Arbeitsschutz

Krebsprävention im Job: EU zieht die Zügel an

Brüssel verschärft den Arbeitsschutz: Karzinogene zytotoxische Arzneimittel unterliegen künftig der Richtlinie über karzinogene und mutagene Stoffe. Im Titel werden die Reprotoxine ergänzt.

Von Matthias WallenfelsMatthias Wallenfels Veröffentlicht:
Zytostatikaherstellung: Der Umgang des Gesundheitspersonals mit solchen Stoffen am Arbeitsplatz gilt als kanzerogen, mutagen und reproduktionstoxisch.

Zytostatikaherstellung: Der Umgang des Gesundheitspersonals mit solchen Stoffen am Arbeitsplatz gilt als kanzerogen, mutagen und reproduktionstoxisch.

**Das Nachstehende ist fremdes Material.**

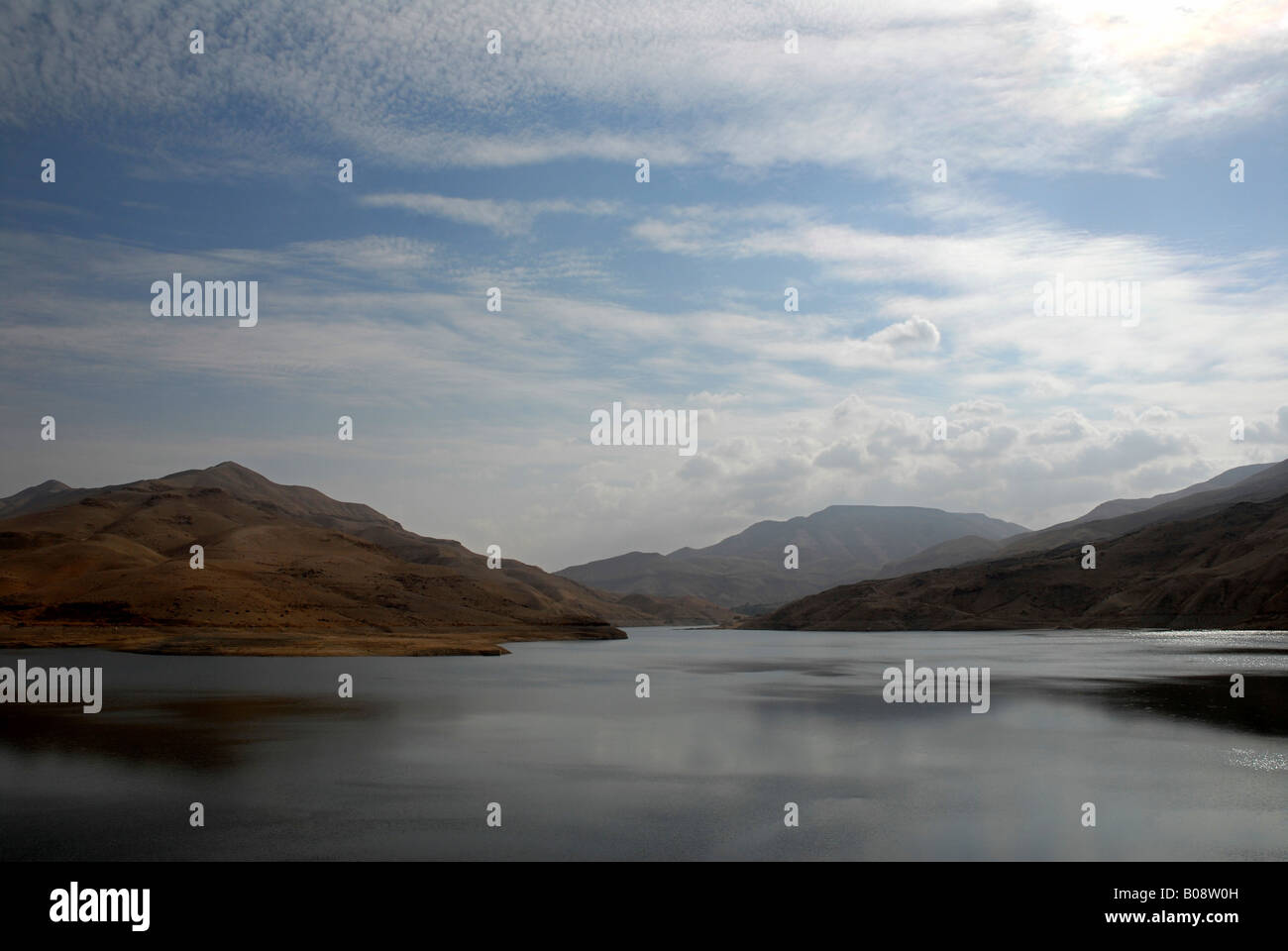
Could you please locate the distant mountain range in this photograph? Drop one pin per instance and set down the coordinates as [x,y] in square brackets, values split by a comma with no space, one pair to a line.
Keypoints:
[1211,556]
[845,544]
[287,570]
[838,544]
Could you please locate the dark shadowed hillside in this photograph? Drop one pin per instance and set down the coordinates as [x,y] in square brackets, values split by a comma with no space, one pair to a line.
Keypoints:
[1223,569]
[842,543]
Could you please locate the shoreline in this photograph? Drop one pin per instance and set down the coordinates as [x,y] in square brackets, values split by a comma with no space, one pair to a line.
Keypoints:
[438,642]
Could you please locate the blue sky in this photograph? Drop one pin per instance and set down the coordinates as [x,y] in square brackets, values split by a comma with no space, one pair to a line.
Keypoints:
[1078,138]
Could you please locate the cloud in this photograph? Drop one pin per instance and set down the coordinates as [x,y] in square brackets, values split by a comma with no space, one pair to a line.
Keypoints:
[502,217]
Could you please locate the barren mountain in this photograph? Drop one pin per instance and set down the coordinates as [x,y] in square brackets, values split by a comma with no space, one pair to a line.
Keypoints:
[287,570]
[1227,568]
[838,544]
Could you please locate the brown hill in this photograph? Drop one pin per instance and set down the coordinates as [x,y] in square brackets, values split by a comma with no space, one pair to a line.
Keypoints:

© Rolf Vennenbernd / dpa / picture alliance

Brüssel. Die EU will die Grenzwerte für die Arbeitsplatzexposition gegenüber Acrylnitril und Nickelverbindungen festlegen und die Grenzwerte für Benzol senken. Das sind nur zwei Maßnahmen, auf die sich Rat und Parlament in puncto vierter Überarbeitung der Richtlinie über Karzinogene und Mutagene (Richtlinie 2004/37/EG) zum Schutz von Beschäftigten vor der Gefährdung durch krebserzeugende und erbgutverändernde Stoffe nun am Donnerstag geeinigt haben.

Nach Angaben der Kommission sind mehr als eine Million Beschäftigte an ihrem Arbeitsplatz Acrylnitril, Nickelverbindungen und Benzol ausgesetzt, und jedes Jahr sind 52 Prozent der arbeitsbedingten Todesfälle in der Europäischen Union auf Krebs zurückzuführen.

Die CMD-Richtlinie wird in die Richtlinie über Karzinogene, Mutagene und reproduktionstoxische Stoffe/ CMRD umbenannt. Denn durch die Einigung zwischen Rat und Parlament werden reproduktionstoxische Stoffe von nun an unter die modifizierte Richtlinie fallen.

Dieses Vorgehen adressiert vor allem das Gesundheitspersonal. Denn karzinogene zytotoxische Arzneimittel – darunter fallen bekanntlich vor allem Zytostatika in der Krebstherapie – verursachen bei Gesundheitspersonal Krebserkrankungen wie Leukämie und sollen im Anhang I aufgelistet werden. Dadurch werden die Grenzwerte für zwölf reproduktionstoxische Stoffe, die derzeit unter andere EU-Rechtsvorschriften fallen, der strengeren Richtlinie über Karzinogene und Mutagene zugeordnet.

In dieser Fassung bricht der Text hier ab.